Keeping the female demographic in mind, they wanted to make sure the space was cutting edge, sexy and chic. Home for Reverie is a two-story building designed by Chicago native and internationally acclaimed architect Rocco Laudizio, principal of Slick+Designusa, best known for his signature style and uncompromising vision. The unique interior will reflect the spirit of the Reverie name, balancing simplicity with complexity. An array of color levels and textures on both floors will accentuate the matrix TVs, which will feature sporting events and then ambient graphic displays once the lights dim and the music takes center stage. According to Laudizio, "It has become a creative amalgamation of many ideas. You create your own vibe. You set the tone. We created the perfect setting for you and your friends to do just that."
The first floor will offer gourmet, regional American fare with Asian accents and a top-flight mixology program. The menu was carefully cultivated by Aglibot (aka the "Food Buddha"), whose renowned creativity and use of fresh ingredients will introduce a new genre of sushi rolls (with a flavored crust), as well as his unique perspective on classics like ribs, steaks, salads, small plates and sandwiches. "We wanted the menu to have a Midwestern sensibility, so we'll feature comforting classics with a modern twist, while also presenting some new style sushi offerings," he stated. Featured items will include Ahi Tuna Poke "Tostada" (signature tuna and avocado poke on crispy nori sheets); House Cured Salmon and Asian Pear Spring Roll (rice paper, mint, coriander, rice noodles, lettuce); and Them Bones (slow roasted then caramelized prime beef ribs, spiced salt, chilis and chimichurri).

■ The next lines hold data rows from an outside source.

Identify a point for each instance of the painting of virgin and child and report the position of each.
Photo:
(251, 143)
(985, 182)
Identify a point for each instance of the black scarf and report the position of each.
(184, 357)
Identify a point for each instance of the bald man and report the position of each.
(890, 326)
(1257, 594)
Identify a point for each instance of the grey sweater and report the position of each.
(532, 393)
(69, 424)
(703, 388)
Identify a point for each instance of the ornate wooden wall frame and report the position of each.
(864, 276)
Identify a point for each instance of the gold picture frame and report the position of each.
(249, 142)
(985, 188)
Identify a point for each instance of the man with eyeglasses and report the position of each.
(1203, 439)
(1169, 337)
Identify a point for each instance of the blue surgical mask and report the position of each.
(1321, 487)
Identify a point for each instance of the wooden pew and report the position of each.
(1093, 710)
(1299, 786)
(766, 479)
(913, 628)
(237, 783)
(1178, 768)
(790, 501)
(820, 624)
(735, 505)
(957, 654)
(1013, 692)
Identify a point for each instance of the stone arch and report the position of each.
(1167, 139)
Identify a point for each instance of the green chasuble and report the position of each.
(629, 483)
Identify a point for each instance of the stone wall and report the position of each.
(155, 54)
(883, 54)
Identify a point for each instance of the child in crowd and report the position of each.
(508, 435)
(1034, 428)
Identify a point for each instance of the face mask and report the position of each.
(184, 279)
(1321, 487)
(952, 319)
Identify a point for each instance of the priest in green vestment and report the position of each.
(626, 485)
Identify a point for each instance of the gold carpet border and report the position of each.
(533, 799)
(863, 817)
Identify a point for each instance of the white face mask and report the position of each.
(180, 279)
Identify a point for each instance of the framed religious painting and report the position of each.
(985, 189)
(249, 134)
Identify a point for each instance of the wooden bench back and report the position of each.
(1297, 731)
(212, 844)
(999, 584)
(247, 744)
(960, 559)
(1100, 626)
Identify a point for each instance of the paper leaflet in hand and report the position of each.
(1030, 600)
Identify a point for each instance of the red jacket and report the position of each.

Upstairs, the lounge will offer state-of-the-art technology with relaxed, modular seating, alongside the globally inspired sushi bar. Equipped with large screen TVs, wireless mics and AV capabilities, it will serve as a fully functional and flexible event space.
Reverie will be open daily from 11 am to 2 am, Sunday through Friday, and until 3 am on Saturday. Valet parking will be available and convenient.